However, one benefit of the anthology film is that if you don’t like one episode, another will be along shortly, and Creepshow stands to gain fresh bursts of energy from its ever-changing cast and its team of editors, who give each instalment a subtly different rhythm.

Unfortunately, episode two, The Lonesome Death of Jordy Verrill, features Stephen King himself, gurning and going cross-eyed as an unlucky yokel infected by some kind of alien fungus he contracts after unwisely handling a meteorite. Borrowing the horror premise from William Hope Hodgson’s classic tale ‘The Voice in the Night’, King rides roughshod over the eerie and tragic potential of the story with his cack-handed performance. It’s one thing to say he’s deliberately over-the-top, but his buffoonish act is not just broad but totally unskilled. Bad acting is best left to the professionals. Again, the basic cause-and-effect of a horror retribution yarn is garbled, with Jordy fantasising about making a fortune from his falling star after he’s already been tainted by it. So we can’t even interpret his horrible fate as an excessive punishment for greed, nor can we see it as a manifestation of his lifelong bad luck, since the script doesn’t get around to mentioning that until later.

Leslie Nielsen comes to the rescue in Something to Tide You Over, a blackly comic revenger’s tragedy in which he gleefully buries a pre-Cheers Ted Danson up to his neck in sand to await high tide. Nielsen, though very funny, is nevertheless giving a true performance, unlike King.
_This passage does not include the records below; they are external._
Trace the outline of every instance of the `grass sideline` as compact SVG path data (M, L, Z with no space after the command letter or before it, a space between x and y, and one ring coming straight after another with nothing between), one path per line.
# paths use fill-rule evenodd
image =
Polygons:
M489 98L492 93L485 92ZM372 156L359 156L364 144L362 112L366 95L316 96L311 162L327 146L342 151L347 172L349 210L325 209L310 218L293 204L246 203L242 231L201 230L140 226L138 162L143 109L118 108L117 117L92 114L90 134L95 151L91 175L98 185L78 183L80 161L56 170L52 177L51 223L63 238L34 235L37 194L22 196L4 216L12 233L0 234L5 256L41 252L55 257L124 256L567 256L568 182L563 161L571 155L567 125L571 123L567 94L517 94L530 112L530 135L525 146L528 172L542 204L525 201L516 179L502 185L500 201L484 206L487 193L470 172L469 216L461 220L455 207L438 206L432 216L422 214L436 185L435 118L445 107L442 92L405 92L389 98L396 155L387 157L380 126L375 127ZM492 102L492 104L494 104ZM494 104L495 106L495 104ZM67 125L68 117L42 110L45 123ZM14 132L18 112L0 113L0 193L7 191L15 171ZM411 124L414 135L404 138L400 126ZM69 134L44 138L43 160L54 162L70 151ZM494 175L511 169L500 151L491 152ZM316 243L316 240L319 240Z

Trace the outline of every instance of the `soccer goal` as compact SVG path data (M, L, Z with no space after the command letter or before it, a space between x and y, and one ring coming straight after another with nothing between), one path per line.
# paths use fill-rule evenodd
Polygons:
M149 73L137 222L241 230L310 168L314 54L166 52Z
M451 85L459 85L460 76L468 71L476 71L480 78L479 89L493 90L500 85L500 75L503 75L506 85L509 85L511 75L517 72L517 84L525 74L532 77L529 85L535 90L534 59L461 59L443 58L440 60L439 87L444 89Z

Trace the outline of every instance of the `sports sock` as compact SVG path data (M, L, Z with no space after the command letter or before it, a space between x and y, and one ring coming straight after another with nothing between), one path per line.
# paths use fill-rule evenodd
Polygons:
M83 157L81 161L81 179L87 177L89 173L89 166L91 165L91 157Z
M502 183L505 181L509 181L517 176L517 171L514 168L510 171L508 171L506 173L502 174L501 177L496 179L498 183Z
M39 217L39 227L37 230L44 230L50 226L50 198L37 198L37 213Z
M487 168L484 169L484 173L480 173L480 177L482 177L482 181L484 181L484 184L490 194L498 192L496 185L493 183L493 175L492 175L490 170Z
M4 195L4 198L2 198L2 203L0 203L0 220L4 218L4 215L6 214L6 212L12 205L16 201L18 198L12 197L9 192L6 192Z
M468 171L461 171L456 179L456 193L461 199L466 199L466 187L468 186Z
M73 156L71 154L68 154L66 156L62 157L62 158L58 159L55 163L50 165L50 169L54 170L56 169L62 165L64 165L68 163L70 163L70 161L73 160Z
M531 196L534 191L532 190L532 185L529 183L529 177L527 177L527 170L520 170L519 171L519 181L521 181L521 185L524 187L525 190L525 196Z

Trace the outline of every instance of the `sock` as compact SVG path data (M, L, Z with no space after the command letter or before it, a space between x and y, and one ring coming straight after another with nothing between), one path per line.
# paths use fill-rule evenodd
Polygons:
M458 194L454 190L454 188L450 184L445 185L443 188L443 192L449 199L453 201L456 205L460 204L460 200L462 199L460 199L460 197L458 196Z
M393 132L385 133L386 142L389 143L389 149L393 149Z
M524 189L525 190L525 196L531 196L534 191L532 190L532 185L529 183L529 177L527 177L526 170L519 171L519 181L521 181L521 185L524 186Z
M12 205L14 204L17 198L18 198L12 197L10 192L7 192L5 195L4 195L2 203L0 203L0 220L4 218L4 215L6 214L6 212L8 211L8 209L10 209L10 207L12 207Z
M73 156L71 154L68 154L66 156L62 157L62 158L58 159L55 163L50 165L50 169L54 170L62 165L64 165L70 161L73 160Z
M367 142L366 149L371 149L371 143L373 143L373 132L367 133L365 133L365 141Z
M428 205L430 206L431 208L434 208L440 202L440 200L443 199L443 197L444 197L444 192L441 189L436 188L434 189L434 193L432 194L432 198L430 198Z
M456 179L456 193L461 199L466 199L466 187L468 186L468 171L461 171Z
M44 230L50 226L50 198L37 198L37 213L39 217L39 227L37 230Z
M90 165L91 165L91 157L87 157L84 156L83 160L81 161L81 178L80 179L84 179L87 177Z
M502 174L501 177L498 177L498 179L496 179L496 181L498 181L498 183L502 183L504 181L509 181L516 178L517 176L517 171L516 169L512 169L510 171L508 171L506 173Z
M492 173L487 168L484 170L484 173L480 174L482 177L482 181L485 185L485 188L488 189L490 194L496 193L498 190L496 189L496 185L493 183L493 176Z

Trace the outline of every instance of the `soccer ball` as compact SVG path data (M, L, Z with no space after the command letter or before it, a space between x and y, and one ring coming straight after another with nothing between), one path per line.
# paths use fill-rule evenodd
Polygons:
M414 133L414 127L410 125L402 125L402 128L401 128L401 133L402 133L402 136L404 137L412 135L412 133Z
He had done Airplane!, and was just about to appear in Police Squad!, but was still more of an actor than a clown. His ebulliently nasty millionaire, obsessively recording his crimes on tape, can be seen as an avatar of the coming video-horror age, but truly embodies the spirit of EC, making sadism funny. The zombie climax hasn’t really been prepared for in any meaningful way, but the execution (with typically gross Tom Savini makeup effects) is so enthusiastic it seems forgivable.

Less forgivable is The Crate, boasting the strongest cast of all (Fritz Weaver, Hal Holbrook, Adrienne Barbeau) and an amusing conceit, in the form of a still-living specimen from an arctic expedition discovered in a box at a university, and eating its way through the faculty. But Romero struggles to make the misogynistic fantasy palatable, working with a very crude pastiche of Who’s Afraid of Virginia Woolf? provided by King, in which we are invited to root for Holbrook to dispose of his shrewish wife using the crated creature as assassin. Weaver renders a typically detailed and funny study of male hysteria, Holbrook does his best to keep up, and Barbeau gamely surrenders to the role of hate-object, but it’s all very poorly worked out, and even the monster is unappetising.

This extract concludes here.